When Do You Have Multiple Balances?
You can use your credit card for different types of transactions: purchases, balance transfers, or to get cash from an ATM. Each of these balances can carry a different annual percentage rate, or APR. In addition, a portion of your balance may be under an introductory promotional APR or have the penalty APR for late payments applied.
You're probably used to seeing a single balance if you only check your credit card statement for your upcoming payment amount and due date. Reading through the entire statement, however, you'll notice a breakdown of each balance and the rate that applies to it.
Depending on the amount you pay, your credit card payment could apply to just one of these balances, or all of them. How your credit card issuer applies your payment is based on federal law.
Paying the Minimum
The minimum payment can be applied at the card issuer's discretion. Most card issuers apply the minimum payment to the balance with the lowest interest rate, including any past due amount or late payment fees. Refer to your credit card agreement to learn how your minimum payment is applied.

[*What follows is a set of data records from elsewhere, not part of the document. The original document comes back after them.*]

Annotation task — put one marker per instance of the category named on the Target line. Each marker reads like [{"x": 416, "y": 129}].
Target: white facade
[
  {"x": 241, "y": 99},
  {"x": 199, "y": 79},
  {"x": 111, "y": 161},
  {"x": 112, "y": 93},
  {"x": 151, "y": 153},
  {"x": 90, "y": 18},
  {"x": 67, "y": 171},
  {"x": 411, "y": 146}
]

Since there's no payment applied to the highest rate balance, the balance may actually increase after finance charges are added. This makes it more expensive to pay off the balance in the long run.
Making Extra Payments
Any payment above the minimum must be applied to the balance with the highest interest rate, then to the balance with the next highest interest rate and so on, in descending order.

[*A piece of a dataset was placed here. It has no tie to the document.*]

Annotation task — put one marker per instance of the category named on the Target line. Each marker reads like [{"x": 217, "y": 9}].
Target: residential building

For example, let's say you have a credit card with a $60 minimum payment and the following balances:
- $500 cash advance at 20% APR
- $250 purchase balance at 18% APR
- $800 balance transfer at 2.99% APR
If you made a $700 payment:
- The $60 minimum payment would be applied to the $800 balance transfer and the remaining amount would be applied to the highest rate balances
- $500 would pay off the cash advance balance
- The remaining $140 would be applied to the purchase balance
There's no special payment allocation method for balances with the same interest rate. The card issuer can treat these as a single balance or separate balances.
Handling a Deferred Interest Balance
An exception applies to balances with deferred interest—that is, when interest is delayed and charged only if you have a balance remaining at the end of the special financing period.
If one of your balances has a deferred interest promotion, you're allowed to request your card issuer to apply the extra payments to the deferred interest balance. Otherwise, the normal payment allocation rules apply.
In the last two billing cycles of the special financing period, extra payments must be applied to the deferred interest balance. This gives you a chance to pay off your balance and avoid paying accrued interest.
Paying Off Multiple Balances
It's in your best interest to have most of your payment go towards the highest interest rate balance. This allows you to save on interest by paying down expensive balances faster. However, you'll have to consistently pay more than the minimum to do this. If you can avoid mixing credit card balances, it's better managing your credit card and understanding how your payments will bring down your balance.